Figure 6. (a) Warmth suitability score for ‘Hass’ avocado as a function of mean annual temperature; (b) growing degree day (GDD) suitability score for blueberry as a function of GDD base 10 °C accumulated over October to April.

Figure 6. (a) Warmth suitability score for ‘Hass’ avocado as a function of mean annual temperature; (b) growing degree day (GDD) suitability score for blueberry as a function of GDD base 10 °C accumulated over October to April.

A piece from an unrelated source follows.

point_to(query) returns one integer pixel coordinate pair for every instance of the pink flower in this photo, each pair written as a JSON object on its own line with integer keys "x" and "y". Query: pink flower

2.6.4. Potential Rooting Depth

The potential rooting depth (PRD) is the depth of soil to a root-impermeable layer, and this determines the vertical extent of a plant’s root system, with deeper soils allowing a more robust root system and potentially conferring more tolerance of drought.

Avocado

McCarthy [21] preferred a PRD of 2 m for good performance, with 1 m being the minimum. Contrasting this, other authors have suggested that a PRD ≥ 0.9 m is optimal [51,52]. Dubrovina and Bautista [19] classified a PRD below 0.5 m to be not suitable, 0.5–0.8 m to be of low suitability, 0.8–1 m to be suitable and more than 1 m to be highly suitable. We used Equation (9) with parameter values of $a=-11 {\mathrm{m}}^{-0.5}$ and $b=0.65 \mathrm{m}$ to give PRD suitability values; $y$ of 0.25, 0.5, 0.85 and 1 at respective PRDs; and $x$ of 0.5, 0.65, 1.0 and 2.0 m (Figure 7a).

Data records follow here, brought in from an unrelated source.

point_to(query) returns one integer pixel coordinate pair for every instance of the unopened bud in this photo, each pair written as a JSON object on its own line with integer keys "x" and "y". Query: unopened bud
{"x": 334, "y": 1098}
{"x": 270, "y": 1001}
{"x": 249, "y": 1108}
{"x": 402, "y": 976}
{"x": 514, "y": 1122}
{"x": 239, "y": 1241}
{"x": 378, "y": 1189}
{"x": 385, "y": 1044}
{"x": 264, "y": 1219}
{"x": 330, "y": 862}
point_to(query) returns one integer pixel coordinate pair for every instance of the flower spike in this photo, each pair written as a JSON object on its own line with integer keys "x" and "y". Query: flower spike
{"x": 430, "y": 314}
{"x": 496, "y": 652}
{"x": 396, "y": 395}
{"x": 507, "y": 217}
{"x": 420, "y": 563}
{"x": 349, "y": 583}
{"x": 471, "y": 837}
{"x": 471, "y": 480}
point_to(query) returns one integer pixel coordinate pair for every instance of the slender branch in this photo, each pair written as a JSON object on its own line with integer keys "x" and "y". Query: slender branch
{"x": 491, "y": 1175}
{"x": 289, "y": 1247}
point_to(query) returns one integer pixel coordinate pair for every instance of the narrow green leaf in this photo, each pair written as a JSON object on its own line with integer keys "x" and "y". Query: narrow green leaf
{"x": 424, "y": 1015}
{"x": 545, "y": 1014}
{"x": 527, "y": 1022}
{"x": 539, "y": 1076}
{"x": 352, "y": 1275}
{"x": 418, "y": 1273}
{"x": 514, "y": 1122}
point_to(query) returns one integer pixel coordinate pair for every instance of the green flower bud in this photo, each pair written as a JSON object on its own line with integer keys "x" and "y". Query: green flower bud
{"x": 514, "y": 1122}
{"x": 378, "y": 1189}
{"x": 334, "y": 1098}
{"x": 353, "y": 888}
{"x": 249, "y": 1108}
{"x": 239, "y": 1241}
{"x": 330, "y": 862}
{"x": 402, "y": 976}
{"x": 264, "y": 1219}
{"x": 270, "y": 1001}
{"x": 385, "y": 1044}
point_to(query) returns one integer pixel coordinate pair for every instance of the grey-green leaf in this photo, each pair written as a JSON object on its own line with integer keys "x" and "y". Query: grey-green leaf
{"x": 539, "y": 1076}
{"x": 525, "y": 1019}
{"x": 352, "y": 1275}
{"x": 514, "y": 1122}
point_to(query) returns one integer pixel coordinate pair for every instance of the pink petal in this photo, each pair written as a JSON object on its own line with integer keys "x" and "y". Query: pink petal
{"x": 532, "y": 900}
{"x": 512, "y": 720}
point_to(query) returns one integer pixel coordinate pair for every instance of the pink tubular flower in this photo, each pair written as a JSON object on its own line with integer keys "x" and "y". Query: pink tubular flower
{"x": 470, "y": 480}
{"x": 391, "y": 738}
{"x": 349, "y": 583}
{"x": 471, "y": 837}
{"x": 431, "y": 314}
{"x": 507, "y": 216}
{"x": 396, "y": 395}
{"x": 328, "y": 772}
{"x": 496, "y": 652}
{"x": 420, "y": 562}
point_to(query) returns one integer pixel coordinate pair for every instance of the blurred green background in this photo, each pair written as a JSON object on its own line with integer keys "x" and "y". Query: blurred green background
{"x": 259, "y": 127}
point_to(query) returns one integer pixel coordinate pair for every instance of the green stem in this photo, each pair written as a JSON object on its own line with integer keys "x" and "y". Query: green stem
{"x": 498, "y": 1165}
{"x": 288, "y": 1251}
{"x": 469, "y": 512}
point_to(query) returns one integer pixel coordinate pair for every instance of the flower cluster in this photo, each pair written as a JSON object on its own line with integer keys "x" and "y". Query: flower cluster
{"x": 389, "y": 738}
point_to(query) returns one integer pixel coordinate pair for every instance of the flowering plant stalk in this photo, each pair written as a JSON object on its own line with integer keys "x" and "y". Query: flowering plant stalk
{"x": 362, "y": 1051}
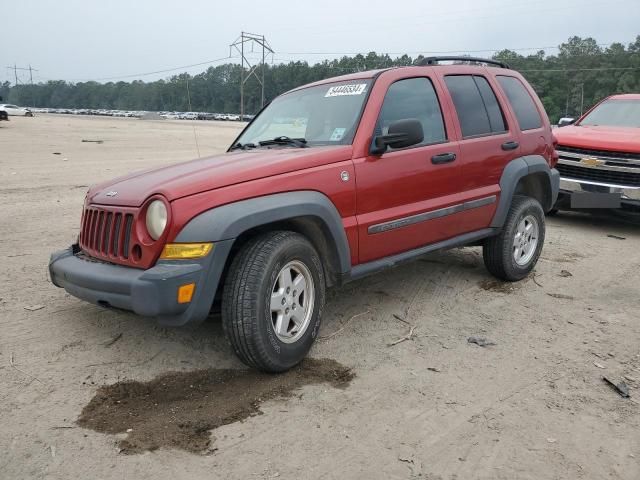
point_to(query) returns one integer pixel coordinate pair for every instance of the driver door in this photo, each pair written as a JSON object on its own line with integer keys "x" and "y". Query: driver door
{"x": 406, "y": 198}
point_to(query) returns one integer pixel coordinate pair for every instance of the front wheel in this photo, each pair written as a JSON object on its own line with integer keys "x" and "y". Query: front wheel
{"x": 272, "y": 302}
{"x": 513, "y": 253}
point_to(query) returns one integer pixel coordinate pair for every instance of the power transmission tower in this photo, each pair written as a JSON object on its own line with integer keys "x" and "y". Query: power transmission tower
{"x": 31, "y": 70}
{"x": 253, "y": 40}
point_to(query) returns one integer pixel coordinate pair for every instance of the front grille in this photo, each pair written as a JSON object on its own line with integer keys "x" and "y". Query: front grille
{"x": 102, "y": 233}
{"x": 604, "y": 154}
{"x": 603, "y": 175}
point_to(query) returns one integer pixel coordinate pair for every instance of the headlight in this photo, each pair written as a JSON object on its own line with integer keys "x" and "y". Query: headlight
{"x": 156, "y": 219}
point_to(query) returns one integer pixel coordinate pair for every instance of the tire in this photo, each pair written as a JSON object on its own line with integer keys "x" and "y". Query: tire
{"x": 500, "y": 253}
{"x": 264, "y": 338}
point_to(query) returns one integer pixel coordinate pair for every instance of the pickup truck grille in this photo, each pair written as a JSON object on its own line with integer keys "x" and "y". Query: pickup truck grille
{"x": 599, "y": 175}
{"x": 604, "y": 154}
{"x": 106, "y": 232}
{"x": 617, "y": 168}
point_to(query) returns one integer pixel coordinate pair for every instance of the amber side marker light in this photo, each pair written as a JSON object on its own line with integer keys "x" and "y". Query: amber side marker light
{"x": 185, "y": 292}
{"x": 180, "y": 251}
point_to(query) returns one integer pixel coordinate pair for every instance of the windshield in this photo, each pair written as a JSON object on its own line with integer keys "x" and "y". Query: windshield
{"x": 323, "y": 115}
{"x": 614, "y": 113}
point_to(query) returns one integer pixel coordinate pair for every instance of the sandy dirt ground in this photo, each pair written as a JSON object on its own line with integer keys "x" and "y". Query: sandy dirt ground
{"x": 532, "y": 406}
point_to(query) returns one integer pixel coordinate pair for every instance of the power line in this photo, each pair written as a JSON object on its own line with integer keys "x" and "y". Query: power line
{"x": 145, "y": 74}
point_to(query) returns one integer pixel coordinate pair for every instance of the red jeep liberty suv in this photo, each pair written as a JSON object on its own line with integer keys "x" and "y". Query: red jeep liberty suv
{"x": 330, "y": 182}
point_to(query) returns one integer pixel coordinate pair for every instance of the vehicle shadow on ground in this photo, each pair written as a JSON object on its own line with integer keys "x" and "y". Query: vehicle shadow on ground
{"x": 606, "y": 221}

$$y={\displaystyle \frac{1}{1+\exp \left(a\left(\sqrt{x}-\sqrt{b}\right)\right)}}$$

(9)

Blueberry

Blueberry has shallow roots, with the main root mass being at a depth of 5 to 35 cm [30], and is able to grow in soils with a PRD of 0.45 m or deeper [52]. Various minimum criteria have been suggested: PRD ≥ 15 cm [51], PRD ≥ 46 cm [53] and PRD ≥ 61 cm [54]. We used Equation (9) with parameter values of $a=-12 {\mathrm{m}}^{-0.5}$ and $b=0.35 \mathrm{m}$, to give PRD suitability values; $y$ of 0.15, 0.5 and 0.9 at respective PRDs; and $x$ of 0.2, 0.35 and 0.6 m (Figure 7b).

Figure 7. Potential rooting depth (PRD) suitability as a function of PRD for (a) ‘Hass’ avocado and (b) blueberry varieties.

Figure 7. Potential rooting depth (PRD) suitability as a function of PRD for (a) ‘Hass’ avocado and (b) blueberry varieties.

2.6.5. Drainage

Drainage was reported in the database as categories, with the drainage classifications of ‘well’, ‘moderate’, ‘imperfect’, ‘poor’ and ‘very poor’, reflecting factors such as permeability, depth, water-table depth, and soil structure. Avocado requires good drainage because it is not tolerant of waterlogging [19,20,21]. Blueberry is highly sensitive to waterlogging and should only be planted on soils that are well-drained, or, if they are only moderately well-drained, they will require artificial drainage [52,53,55]. The severity and extent of Phytophthora infection, which causes root rot, is correlated with the duration of flooding events [56] and can be a major cause of blueberry plant death under inadequate drainage.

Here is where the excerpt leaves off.